Pope Francis notes that many of the official saints are bishops, priests or religious, which may actually deter us from recognizing our own call to holiness:
We are frequently tempted to think that holiness is only for those who can withdraw from ordinary affairs to spend much time in prayer. That is not the case. We are all called to be holy by living our lives with love and by bearing witness in everything we do, wherever we find ourselves.
Saints aren’t perfect
Even in the case of official saints, we should not make the mistake of believing them to be flawless. Francis writes: “Not everything a saint says is completely faithful to the Gospel; not everything he or she does is authentic or perfect. What we need to contemplate is the totality of their life, their entire journey of growth in holiness, the reflection of Jesus Christ that emerges when we grasp their overall meaning as a person.”
Many of the official saints, especially those from earlier centuries, may appear strange or even off-putting in their rejection of “the world,” or their feats of extreme asceticism. Altogether, they reflect models of holiness that spoke to their own time and culture. As Pope Francis said, “Each saint is a mission, planted by [God], to reflect and embody, at a specific moment in history, a certain aspect of the Gospel.” Yet, still, they encourage us to think about the kinds of holiness that speak more directly to the needs of our time.
In any discussion of the official calendar of saints, it is impossible to avoid the preponderance, even in the modern era, of bishops, clergy and founders of religious orders. Given the resources and time it takes to move a cause from beginning to end, the advantage has always gone to religious communities and dioceses to initiate a cause and see it through to the end. But it is also true that the church has traditionally regarded those under religious vows, including celibacy, as the “saintly” class, as opposed to the great mass of “ordinary” faithful. Even today, it is exceptional for the church to recognize the forms of lay holiness, whether in family life, work or lay apostolates. The exceptions are generally martyrs and those who have borne suffering in a heroic manner.
Additionally, the traditional canon of saints is woefully imbalanced between men and women. This reflects the same impediments as above, as well as the fact that the process of canonization is entirely overseen by men.
Heroic discipleship
Nevertheless, I hope Catholics can recognize in many saintly stories figures whose holiness or witness was expressed not simply according to the all-too-stereotypical features of traditional hagiography, but in their wit, creativity and prophetic courage in circumventing obstacles; in claiming vocations and identities apart from those assigned by society or religious authorities; for doing what all saints do: demonstrating that a way of heroic discipleship is possible in all times, under all circumstances.
They share what Pope Francis called the true sign of the saints: they reject complacency; they go, like Jesus, to the margins and “fringes”; they exhibit boldness and passion. Above all, “they surprise us, they confound us, because by their lives they urge us to abandon a dull and dreary mediocrity.”

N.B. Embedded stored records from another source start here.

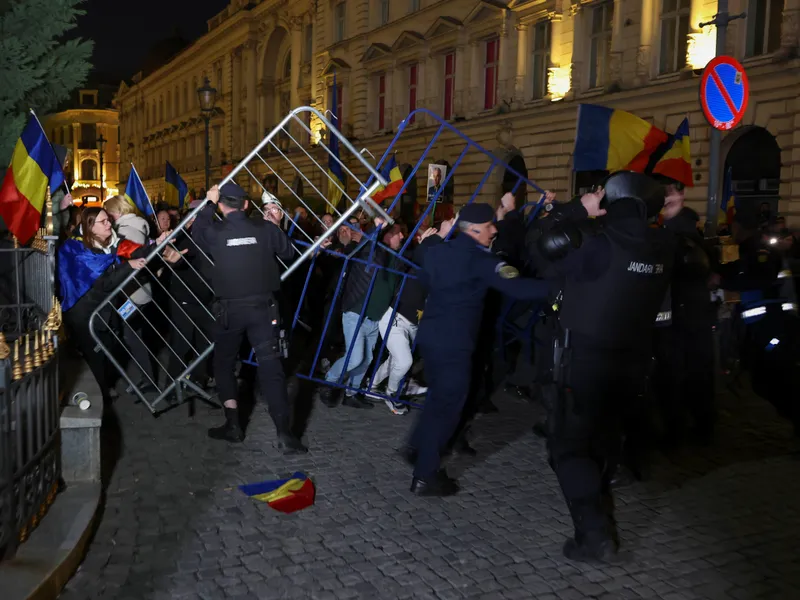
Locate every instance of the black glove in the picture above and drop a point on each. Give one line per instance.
(557, 242)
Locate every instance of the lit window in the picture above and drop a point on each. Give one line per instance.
(381, 102)
(490, 74)
(764, 18)
(674, 34)
(412, 92)
(384, 14)
(338, 21)
(449, 84)
(540, 59)
(602, 20)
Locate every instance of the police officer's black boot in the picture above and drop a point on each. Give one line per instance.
(231, 431)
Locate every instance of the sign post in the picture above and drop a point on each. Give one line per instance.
(720, 21)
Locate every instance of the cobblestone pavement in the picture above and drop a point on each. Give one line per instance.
(722, 522)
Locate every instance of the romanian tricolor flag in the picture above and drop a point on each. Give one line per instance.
(285, 495)
(391, 172)
(613, 140)
(34, 167)
(137, 195)
(335, 173)
(676, 163)
(176, 191)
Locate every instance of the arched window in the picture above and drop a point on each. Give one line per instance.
(287, 66)
(89, 170)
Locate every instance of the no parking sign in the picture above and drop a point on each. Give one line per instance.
(724, 91)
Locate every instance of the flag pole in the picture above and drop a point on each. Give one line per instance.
(38, 122)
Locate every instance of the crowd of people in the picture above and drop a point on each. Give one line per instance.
(612, 279)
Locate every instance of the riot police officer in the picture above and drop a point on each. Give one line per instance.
(457, 275)
(245, 280)
(614, 283)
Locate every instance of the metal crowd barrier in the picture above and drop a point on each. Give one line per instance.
(443, 134)
(30, 441)
(138, 339)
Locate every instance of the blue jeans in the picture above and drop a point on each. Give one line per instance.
(363, 343)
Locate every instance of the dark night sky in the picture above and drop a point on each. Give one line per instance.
(124, 31)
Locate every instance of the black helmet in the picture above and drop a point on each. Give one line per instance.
(635, 186)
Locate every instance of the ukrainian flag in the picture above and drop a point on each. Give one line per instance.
(391, 172)
(335, 173)
(176, 192)
(34, 167)
(137, 195)
(676, 163)
(613, 140)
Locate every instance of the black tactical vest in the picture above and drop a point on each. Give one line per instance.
(664, 316)
(619, 309)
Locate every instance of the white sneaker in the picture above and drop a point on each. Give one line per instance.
(415, 389)
(396, 407)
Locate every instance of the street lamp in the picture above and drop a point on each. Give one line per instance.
(101, 146)
(206, 98)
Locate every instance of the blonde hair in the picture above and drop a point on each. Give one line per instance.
(119, 205)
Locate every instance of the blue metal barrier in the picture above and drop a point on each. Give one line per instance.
(372, 239)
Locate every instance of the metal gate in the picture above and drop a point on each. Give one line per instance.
(443, 138)
(155, 327)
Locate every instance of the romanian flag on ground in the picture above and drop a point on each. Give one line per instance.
(335, 173)
(79, 267)
(613, 140)
(392, 174)
(137, 195)
(34, 166)
(285, 495)
(176, 192)
(676, 163)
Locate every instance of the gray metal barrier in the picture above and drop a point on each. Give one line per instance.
(155, 327)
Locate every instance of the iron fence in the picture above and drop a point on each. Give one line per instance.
(30, 442)
(26, 285)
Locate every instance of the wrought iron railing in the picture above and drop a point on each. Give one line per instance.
(26, 284)
(30, 442)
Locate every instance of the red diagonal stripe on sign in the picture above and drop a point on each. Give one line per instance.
(724, 93)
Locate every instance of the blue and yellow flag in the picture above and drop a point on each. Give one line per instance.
(286, 495)
(137, 195)
(34, 167)
(676, 163)
(176, 191)
(335, 173)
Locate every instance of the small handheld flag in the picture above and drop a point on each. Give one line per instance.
(176, 191)
(285, 495)
(137, 195)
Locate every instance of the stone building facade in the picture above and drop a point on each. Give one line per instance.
(508, 74)
(78, 126)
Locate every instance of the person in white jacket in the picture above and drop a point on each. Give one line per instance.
(130, 226)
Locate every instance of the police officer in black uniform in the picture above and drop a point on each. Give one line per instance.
(246, 279)
(614, 284)
(457, 275)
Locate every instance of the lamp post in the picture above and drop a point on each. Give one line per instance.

The Gospels do not speak of saints, but of disciples, apostles, people of faith and followers of Jesus. Jesus himself did not refer to saints but to those he called “Blessed”: the poor in spirit, the meek, the merciful, those who mourn, those who hunger and thirst for righteousness, the pure of heart, the peacemakers, those persecuted for righteousness’s sake. These are not exactly the typical criteria for canonization. But they describe the men and women—whether canonized or not—I have come to admire.